Shhh ... Keeping The Left Hand Soft!

Updated: Feb 10, 2021

In theatre, centre stage is reserved for characters or events that should garner the audience’s focus at that moment, regardless of what else might be happening on stage. In fact, whatever else is happening on stage is there to support and enhance the main plot. This doesn’t mean that the audience’s attention is never directed elsewhere, but rather that we tend to focus straight ahead more easily, so that is where the most important actions tend to be staged.

In music, melody takes centre stage. And in terms of physics, our ears naturally pick up and hone in on the highest pitches more easily than lower. This is why in an orchestra 50 violins may be playing at once, but a single flute or piccolo easily soars above them, and our ears take note. Even the gentle ping of a triangle stands out against the thunderous roar of an orchestra.

It’s also why in piano music harmonic accompaniment is generally relegated to the left hand (LH). Its physical location on the piano keyboard itself is below the right hand (RH), in lower registers, and though undeniably darker, heavier and louder, these lower notes do not quench the lighter, higher pitches in the RH, making the RH the perfect melodic host.

But just as the role of sub-characters and sub-plots in theatre is to enhance and further the main characters and plot, so also the job of harmonic accompaniment is to serve the melody: enhance, texturize, colour, flavour, spice and deepen. It does this by blending in and remaining behind-the-scenes, as it were, not by upstaging the melody. Big heavy boots tramping across the stage while a bird is singing detracts from the bird.

Therefore, generally, the harmony must be quieter and more subtle. Occasionally, the RH takes the harmony, and in this case, needs to be softer than the left. Other times, counter-melodies play simultaneously, such as in a fugue, but this still requires balance between the hands. Nobody wants to listen to two people bellowing at each other at the same time. Both counter-melodies need to interact and play upon each other, each bringing out the best in the other.

The skill of keeping the LH harmony quieter while the RH sings above seems impossible to many beginner pianists! But just as you learned to play different notes simultaneously, (the very essence of harmony), a new layer can be added to that skill: learning how to control and simultaneously vary the force with which those notes are struck.

Here are a few simple exercises to help you get started!

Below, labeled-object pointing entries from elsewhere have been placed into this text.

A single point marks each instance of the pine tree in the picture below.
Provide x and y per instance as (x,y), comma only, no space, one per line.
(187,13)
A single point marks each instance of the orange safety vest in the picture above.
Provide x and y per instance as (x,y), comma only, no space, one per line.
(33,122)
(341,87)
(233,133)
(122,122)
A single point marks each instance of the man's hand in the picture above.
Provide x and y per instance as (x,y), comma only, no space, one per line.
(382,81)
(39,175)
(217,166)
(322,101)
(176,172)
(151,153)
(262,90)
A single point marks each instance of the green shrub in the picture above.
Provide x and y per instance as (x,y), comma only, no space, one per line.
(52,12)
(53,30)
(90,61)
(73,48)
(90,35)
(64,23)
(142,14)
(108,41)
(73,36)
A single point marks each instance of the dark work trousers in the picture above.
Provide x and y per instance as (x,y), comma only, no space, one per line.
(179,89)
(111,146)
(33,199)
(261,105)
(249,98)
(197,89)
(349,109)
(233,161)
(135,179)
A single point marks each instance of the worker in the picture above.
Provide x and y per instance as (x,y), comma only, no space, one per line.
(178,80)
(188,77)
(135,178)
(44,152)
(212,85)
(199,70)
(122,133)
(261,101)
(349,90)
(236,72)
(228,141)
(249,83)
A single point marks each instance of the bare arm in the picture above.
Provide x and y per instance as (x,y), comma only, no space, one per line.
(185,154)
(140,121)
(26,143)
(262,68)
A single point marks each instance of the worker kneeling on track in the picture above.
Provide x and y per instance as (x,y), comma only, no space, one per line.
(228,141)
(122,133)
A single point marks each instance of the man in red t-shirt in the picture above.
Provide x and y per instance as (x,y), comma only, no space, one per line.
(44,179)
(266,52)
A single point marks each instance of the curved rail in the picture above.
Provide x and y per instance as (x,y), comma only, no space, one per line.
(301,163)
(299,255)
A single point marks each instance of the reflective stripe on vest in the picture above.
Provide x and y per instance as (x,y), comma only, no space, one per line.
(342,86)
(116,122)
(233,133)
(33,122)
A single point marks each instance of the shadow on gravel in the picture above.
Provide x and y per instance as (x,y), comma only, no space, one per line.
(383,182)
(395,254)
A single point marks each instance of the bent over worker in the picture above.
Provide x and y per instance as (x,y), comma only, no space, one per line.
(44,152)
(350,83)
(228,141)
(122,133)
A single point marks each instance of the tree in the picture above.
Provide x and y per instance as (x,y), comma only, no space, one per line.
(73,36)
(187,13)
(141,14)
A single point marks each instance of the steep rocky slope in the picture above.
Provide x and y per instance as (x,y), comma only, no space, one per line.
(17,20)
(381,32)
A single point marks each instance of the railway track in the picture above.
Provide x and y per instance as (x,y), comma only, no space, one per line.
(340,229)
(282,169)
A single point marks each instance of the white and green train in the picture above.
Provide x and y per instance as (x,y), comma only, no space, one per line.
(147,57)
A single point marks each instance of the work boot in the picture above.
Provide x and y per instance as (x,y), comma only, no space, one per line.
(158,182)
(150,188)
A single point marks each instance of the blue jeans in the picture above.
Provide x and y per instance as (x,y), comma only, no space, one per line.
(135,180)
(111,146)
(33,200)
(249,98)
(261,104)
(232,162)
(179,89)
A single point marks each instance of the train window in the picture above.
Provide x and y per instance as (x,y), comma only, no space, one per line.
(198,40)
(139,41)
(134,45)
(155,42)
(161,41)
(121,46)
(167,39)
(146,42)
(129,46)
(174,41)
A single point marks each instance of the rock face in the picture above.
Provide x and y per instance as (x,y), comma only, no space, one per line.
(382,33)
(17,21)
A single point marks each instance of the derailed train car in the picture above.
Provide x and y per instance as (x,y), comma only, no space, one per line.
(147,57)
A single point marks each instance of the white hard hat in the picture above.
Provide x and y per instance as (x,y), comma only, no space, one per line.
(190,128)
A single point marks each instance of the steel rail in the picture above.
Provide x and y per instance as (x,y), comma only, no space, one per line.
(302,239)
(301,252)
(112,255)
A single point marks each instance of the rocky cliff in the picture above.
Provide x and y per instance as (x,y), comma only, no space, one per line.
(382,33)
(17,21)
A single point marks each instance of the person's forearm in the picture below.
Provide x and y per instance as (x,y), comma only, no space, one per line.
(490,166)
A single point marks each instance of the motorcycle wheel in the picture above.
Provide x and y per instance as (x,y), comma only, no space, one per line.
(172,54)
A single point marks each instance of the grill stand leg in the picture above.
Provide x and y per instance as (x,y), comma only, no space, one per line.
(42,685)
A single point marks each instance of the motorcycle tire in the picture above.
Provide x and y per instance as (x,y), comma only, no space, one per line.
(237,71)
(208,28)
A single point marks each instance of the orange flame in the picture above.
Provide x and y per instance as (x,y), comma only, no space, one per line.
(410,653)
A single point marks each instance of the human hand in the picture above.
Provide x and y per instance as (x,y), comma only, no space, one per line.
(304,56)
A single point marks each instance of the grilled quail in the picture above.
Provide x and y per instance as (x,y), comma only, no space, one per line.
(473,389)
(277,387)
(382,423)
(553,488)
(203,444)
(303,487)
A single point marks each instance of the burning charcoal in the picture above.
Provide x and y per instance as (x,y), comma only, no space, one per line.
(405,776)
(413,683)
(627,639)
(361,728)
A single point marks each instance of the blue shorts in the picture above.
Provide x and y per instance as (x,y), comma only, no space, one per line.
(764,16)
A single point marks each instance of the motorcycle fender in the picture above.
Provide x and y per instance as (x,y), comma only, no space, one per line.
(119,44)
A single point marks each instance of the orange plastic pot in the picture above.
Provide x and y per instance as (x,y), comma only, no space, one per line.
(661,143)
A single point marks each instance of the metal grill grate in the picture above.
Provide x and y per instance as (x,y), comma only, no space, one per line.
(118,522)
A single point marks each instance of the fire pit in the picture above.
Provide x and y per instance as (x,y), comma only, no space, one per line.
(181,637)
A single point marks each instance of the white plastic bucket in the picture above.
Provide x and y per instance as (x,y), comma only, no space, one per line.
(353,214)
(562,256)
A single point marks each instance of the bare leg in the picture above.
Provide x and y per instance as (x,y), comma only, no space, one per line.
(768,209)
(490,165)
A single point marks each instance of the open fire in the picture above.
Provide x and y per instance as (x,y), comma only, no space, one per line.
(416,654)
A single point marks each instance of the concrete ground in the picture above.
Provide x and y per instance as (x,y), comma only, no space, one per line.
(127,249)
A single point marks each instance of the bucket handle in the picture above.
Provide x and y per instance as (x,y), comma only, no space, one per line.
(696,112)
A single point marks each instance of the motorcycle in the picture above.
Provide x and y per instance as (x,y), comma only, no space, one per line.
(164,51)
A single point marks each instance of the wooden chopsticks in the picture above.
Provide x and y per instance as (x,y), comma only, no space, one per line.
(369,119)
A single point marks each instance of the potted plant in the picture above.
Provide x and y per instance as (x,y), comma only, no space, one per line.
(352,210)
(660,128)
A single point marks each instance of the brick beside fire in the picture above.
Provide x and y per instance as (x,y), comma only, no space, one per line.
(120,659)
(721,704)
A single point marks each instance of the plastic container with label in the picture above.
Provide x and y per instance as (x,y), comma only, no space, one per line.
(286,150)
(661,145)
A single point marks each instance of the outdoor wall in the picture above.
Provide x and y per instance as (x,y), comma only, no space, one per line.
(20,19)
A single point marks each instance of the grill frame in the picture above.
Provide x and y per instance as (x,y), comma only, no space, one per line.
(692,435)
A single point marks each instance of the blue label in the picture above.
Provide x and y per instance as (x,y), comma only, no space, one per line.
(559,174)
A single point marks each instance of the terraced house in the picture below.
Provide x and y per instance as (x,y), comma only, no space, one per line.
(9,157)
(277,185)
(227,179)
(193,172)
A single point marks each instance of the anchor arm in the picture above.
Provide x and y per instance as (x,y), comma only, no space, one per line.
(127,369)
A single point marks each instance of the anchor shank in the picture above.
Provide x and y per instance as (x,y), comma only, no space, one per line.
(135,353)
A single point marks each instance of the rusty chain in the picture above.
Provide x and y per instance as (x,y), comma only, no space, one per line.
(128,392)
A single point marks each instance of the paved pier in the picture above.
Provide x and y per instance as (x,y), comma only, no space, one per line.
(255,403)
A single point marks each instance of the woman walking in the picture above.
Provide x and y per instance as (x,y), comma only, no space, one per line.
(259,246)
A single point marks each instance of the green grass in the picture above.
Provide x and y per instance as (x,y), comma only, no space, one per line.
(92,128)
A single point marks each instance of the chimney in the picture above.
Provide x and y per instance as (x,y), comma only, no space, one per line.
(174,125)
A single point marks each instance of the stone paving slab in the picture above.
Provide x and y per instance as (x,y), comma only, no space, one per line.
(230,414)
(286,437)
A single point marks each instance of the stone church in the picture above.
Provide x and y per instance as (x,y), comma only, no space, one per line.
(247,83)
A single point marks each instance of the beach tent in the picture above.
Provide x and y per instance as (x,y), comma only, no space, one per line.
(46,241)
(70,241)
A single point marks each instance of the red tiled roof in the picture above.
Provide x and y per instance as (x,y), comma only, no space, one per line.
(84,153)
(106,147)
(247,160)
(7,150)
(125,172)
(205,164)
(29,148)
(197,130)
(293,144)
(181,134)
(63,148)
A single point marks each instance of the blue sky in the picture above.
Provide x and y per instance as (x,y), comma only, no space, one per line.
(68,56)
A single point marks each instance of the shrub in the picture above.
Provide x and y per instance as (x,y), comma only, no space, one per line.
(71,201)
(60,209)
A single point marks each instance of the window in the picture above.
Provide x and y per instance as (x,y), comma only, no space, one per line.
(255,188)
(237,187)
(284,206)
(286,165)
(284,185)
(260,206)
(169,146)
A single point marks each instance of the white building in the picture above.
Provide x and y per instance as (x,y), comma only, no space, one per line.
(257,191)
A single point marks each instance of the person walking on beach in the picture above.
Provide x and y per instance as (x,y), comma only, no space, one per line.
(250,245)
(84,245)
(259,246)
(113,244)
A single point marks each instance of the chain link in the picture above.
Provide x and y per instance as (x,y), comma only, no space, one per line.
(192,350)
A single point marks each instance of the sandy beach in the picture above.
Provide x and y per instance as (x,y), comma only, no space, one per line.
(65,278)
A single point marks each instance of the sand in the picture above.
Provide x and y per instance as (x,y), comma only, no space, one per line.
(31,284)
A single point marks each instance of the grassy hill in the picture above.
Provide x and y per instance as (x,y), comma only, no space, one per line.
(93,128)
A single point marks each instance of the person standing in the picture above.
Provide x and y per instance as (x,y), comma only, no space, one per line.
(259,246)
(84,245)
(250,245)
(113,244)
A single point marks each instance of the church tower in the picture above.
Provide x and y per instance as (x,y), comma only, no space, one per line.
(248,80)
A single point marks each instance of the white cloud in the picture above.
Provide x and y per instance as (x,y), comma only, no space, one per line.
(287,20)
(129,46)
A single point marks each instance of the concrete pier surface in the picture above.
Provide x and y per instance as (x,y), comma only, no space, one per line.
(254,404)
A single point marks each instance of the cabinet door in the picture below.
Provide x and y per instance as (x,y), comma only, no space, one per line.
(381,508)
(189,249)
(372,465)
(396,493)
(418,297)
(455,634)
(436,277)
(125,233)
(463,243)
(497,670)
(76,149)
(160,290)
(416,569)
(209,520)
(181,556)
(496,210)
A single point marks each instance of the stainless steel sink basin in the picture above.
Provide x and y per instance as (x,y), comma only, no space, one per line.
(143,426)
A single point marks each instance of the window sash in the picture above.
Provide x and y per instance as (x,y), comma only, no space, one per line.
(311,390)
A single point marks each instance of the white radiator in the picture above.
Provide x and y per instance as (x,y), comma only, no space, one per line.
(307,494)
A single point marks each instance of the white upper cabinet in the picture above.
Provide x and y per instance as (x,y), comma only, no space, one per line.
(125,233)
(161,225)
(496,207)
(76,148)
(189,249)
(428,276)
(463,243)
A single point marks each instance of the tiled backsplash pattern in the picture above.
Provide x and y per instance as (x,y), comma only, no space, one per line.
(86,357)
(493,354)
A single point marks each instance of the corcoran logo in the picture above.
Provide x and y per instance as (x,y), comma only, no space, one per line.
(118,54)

  1. Start with just two piano keys – one for each hand. For example, RH: Middle C / LH: the next C below. Repeatedly strike the RH key forcefully while simultaneously trying to strike the LH key with less force. The first few times, they’ll both be about the same decibel level, but if you keep doing it over and over in a row, focussing your attention on the RH, you will start to have a loud RH note, and a less loud LH.

  2. Another helpful drill is to ghost, or as I like to call it, butterfly the key in the LH. Repeatedly forcefully strike the RH key, while your LH finger rests on the LH key and merely taps it simultaneously, without depressing it so that no sound is produced. Focus on the RH. Again, this takes a few tries, but you’ll eventually get it.

  3. A similar exercise is tapping your hands on your lap or on the piano fallboard – make a loud forceful tap with the RH while barely tapping with the left.

  4. Now try it in a simple measure of music. Start with the notes of the 1st beat in each hand, and when you’ve succeeded, add the next.

  5. Once you have success with the LH, practice these exercises in reverse: RH soft and LH loud, for those occasions that the RH takes the harmony.

Learning to strike a pleasing balance the between the hands takes time to master but is one of the most satisfying technical skills because it opens up a whole world of artistic expression as now two forces, two hands, are creating varied, independent dynamics. It truly opens the door to making a piece of music your own.

So keep at it and celebrate your successes! Your skills will deepen over time and so will your joy over the music you create!